Between April and June 1994, more than 800,000 ethnic Tutsis and politically moderate Hutus were killed over the span of approximately 100 days, leaving the entire country in ruins and its people reeling in the aftermath.
Today, Rwanda is a more stable country but the scars of the genocide still remain.
The following is a guest post by international relations graduates Rebecca Anne Dixon and Philippe Blanchard on their reflections of visiting Rwanda 18 years after the genocide.
When we announced our plans to tour Rwanda, many of our family members and friends looked us upon us with concern. “Be careful,” they said, “is it safe there?” We tried to explain to them that Rwanda is a very stable country now, and that Kigali is considered the safest city in Eastern Africa, but the main thing that they all associated the country with was the 1994 genocide that saw an estimated 800,000 people murdered because of their ethnicity. Throughout our trip, we often discussed how excited we were to show people at home how much more there is to Rwanda than the genocide and yet, it was impossible to be there without reflecting on what happened.
When sitting on a terrace by Lake Kivu or walking through Kigali, it was extremely difficult to imagine that a massacre of that scale took place in those same streets, only 18 years ago. Even after visiting some of the genocide memorials – some educational, some moving, and some filling us with horror and grief that is difficult to express – we would walk out, still in shock, into a town where people were busily going about their daily lives, laughing with their friends, or running to catch a bus. We wondered how people coped with having sites of such horror and brutality next to their homes, schools, and businesses, and if they could manage to not think of it when passing by.
It’s important for Rwandans to move beyond this sad chapter of their history and build a unified, stable country, but we aren’t certain that this is really happening. Portraits of Paul Kagame, who was the leader of the Rwandan Patriotic Front (RPF), the militant group that eventually put an end to the genocide and who is now the country’s president, are ubiquitous across the country but his legacy is complicated. Upon taking power, instead of choosing revenge, which could have continued a cycle of violence in the country, he decided to go for reconciliation and unity. While some of the major orchestrators of the genocide were prosecuted for their crimes by the International Criminal Tribunal for Rwanda (ICTR), many who had played a smaller role (but had still murdered people) were allowed to go back to their communities to live next to the neighbours whose families they had killed. Two million people accused of such crimes were tried by community gacaca courts, which were only closed in June of this year. Justice has been a long and challenging path. Keeping this type of situation from turning into a new conflict has necessitated very strict governance by Kagame, which has led many to call his government a dictatorship. He has cracked down on dissenting journalists and members of the government, and there are accusations of aid and investment being used to favour Tutsi communities.

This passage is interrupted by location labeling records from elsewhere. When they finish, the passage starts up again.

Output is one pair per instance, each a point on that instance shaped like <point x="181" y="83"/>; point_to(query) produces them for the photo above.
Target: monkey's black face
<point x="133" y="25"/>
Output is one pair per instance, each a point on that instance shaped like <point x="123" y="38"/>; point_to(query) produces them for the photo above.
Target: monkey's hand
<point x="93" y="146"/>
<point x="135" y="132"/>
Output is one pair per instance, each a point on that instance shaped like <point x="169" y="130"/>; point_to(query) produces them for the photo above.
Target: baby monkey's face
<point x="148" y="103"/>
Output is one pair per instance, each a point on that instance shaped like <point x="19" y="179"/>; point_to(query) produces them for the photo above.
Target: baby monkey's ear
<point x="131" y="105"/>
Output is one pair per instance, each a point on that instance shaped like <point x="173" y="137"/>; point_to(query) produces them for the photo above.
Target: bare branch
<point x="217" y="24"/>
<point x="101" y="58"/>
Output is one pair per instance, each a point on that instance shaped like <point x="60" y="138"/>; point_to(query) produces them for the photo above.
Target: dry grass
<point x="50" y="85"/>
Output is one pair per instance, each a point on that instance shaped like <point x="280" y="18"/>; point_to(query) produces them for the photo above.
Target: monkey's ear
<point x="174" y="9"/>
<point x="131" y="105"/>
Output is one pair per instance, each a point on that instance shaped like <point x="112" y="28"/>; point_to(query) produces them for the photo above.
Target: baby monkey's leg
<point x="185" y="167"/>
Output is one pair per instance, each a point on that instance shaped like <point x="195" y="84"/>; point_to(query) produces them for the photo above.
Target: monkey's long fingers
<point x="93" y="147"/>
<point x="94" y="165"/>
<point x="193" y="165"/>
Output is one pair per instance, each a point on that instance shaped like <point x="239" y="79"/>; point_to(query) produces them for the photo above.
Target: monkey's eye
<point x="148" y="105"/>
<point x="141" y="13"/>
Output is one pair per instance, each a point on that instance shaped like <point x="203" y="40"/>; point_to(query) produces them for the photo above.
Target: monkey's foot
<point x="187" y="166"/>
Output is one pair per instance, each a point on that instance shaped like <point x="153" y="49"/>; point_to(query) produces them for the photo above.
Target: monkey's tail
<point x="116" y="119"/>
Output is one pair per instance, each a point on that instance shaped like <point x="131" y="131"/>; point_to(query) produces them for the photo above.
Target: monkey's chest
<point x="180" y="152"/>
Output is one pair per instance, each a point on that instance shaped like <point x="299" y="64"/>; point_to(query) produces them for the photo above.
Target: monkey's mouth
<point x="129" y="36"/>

As a result of everything that has happened, we felt the country was still trying to emerge from its difficult past. One of the main challenges we noticed was the language. Rwanda was originally a Belgian colony, and after Kinyarwanda, most people learned French. However, the RPF were mostly exiles who had grown up in Uganda with English as their second language, so when it took power the second language of Rwanda became English. This switch meant that older people are no longer competitive in the job market unless they learn English, and younger people are expected to learn English in school but for the most part, can’t practice it with their parents. As tourists, we found that most people we came across didn’t know enough of either language to be able to have a conversation. We would often just repeat what we were trying to communicate in both languages, hoping the message would get through and it mostly did.
Many Rwandans seem eager to put aside the stigma of the genocide in order to increase business and attract tourists. After the genocide, many exiled and expatriate Rwandans (mostly Tutsis) returned to the country and replaced the population almost one for one. There is a large segment of the population that did not actually live through the genocide but are dealing with its aftermath. This is probably one of the reasons that any enduring trauma is not apparent to outsiders and that the people we spoke to seemed eager to move on.
We enjoyed our time in Rwanda and would certainly recommend it to others, especially as tourism continues to develop in the next few years. We hope these reflections may lead to more discussion around how a country and its people can deal with the legacy of genocide.